Beim Cartellverband (ÖCV) wiederum können nur männliche, katholische Studierende Mitglied werden. In ganz Österreich gibt es 50 Verbindungen, die auch auf die Alumni setzen – die Alten Herren – und dadurch ein Netzwerk von rund 13.000 Personen haben, vom Studenten bis zum Firmenchef oder der Politik.

Andere Netzwerke reichen von den Initiativgruppen und Clubs des Forum Alpbach bis zum Uni Management Club. Im weitesten Sinn sind aber eigentlich alle Mitgliedschaften bei diversen Vereinen irgendwie Networking – von der Umweltorganisation bis zum Roten Kreuz.

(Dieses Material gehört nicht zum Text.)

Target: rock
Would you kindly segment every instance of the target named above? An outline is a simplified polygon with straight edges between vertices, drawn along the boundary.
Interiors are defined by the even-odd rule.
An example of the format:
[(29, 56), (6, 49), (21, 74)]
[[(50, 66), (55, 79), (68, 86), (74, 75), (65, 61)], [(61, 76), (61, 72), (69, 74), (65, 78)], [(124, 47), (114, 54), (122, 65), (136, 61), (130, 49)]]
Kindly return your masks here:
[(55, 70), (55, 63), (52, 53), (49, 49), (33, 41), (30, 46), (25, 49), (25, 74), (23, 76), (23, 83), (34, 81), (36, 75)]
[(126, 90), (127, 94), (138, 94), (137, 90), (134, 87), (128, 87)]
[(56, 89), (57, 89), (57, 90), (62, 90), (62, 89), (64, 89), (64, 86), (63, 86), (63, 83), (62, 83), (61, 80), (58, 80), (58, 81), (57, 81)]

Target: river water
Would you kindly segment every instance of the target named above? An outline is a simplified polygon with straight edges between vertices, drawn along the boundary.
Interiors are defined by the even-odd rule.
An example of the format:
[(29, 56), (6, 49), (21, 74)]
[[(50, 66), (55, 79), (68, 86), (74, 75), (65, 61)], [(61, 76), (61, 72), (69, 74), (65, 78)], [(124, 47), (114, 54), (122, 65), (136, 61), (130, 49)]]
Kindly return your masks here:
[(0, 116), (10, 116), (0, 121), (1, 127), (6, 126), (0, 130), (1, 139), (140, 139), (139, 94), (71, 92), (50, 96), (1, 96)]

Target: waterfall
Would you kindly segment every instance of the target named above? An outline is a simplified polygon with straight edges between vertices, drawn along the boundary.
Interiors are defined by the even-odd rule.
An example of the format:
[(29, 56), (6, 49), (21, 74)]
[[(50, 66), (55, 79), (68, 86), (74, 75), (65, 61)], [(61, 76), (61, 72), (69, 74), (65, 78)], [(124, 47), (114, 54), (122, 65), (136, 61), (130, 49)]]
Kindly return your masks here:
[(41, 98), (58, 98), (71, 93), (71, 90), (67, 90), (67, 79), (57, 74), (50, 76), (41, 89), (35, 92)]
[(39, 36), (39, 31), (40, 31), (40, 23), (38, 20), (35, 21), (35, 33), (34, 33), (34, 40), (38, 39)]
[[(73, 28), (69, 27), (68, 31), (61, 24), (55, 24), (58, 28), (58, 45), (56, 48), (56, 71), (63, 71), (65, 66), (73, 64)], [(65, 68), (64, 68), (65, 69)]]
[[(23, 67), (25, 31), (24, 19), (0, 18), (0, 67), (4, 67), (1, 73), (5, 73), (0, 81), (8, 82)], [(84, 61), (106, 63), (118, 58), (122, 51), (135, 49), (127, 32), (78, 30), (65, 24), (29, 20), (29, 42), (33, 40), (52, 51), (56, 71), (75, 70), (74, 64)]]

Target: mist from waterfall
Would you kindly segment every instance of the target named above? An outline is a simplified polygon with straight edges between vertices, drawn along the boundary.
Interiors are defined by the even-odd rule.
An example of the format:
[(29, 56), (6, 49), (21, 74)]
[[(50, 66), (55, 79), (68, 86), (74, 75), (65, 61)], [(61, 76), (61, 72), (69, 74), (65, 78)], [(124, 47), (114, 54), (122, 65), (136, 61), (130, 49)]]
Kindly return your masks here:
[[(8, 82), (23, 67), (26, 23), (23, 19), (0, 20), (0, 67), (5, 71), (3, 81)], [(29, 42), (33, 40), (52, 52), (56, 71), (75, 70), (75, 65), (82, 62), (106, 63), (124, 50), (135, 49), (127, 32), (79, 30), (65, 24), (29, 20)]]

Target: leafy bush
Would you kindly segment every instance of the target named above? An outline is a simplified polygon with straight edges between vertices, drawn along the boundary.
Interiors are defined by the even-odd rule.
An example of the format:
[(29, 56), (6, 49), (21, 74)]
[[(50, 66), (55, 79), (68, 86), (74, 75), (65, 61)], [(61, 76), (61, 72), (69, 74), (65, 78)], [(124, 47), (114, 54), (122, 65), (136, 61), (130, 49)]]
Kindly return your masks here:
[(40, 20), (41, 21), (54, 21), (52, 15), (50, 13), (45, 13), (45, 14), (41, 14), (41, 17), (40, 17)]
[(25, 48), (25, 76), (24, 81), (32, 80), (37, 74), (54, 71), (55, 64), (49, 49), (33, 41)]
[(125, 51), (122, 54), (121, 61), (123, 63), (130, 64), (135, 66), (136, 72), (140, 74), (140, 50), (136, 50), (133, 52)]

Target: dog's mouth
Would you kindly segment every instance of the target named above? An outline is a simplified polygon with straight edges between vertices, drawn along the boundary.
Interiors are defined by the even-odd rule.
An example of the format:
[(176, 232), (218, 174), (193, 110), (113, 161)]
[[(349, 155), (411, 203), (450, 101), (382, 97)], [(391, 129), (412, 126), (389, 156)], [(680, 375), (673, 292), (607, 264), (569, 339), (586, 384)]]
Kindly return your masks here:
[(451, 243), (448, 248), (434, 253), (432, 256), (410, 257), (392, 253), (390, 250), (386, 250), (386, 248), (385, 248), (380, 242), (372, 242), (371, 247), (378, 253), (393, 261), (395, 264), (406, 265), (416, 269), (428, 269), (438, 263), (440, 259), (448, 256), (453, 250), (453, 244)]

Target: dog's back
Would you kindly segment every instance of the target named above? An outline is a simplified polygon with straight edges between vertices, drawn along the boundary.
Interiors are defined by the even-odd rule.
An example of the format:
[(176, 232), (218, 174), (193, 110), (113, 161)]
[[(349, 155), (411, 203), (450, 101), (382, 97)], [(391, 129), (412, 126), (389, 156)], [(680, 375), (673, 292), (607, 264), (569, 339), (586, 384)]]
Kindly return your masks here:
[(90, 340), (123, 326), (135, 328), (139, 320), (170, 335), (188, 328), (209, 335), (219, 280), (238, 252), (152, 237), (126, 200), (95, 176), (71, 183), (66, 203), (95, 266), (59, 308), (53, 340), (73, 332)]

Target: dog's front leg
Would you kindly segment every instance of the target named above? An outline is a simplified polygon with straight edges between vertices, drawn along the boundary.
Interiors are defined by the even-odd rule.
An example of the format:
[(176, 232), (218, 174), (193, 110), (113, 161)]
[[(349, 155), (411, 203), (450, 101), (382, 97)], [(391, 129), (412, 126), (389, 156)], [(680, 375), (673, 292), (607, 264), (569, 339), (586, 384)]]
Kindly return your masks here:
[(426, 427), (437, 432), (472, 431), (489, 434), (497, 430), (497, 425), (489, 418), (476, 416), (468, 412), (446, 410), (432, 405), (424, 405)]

Jungscharlager oder Politik. Was alle diese Engagements abseits des Networkings eint    – egal, ob uni-bezogen oder nicht: Sie schulen die Soft Skills ihrer Mitglieder. Je nachdem, was man dort tut, wird das Englischniveau verbessert, das Zeitmanagement geschult oder das Selbstbewusstsein gestärkt. Und egal, ob man ein Medizinerevent organisiert, bei einem Jungscharlager 25 Kinder bespaßt oder sich in der Unipolitik engagiert: Von diesen Fähigkeiten profitiert man garantiert – auch, was die Karriere angeht.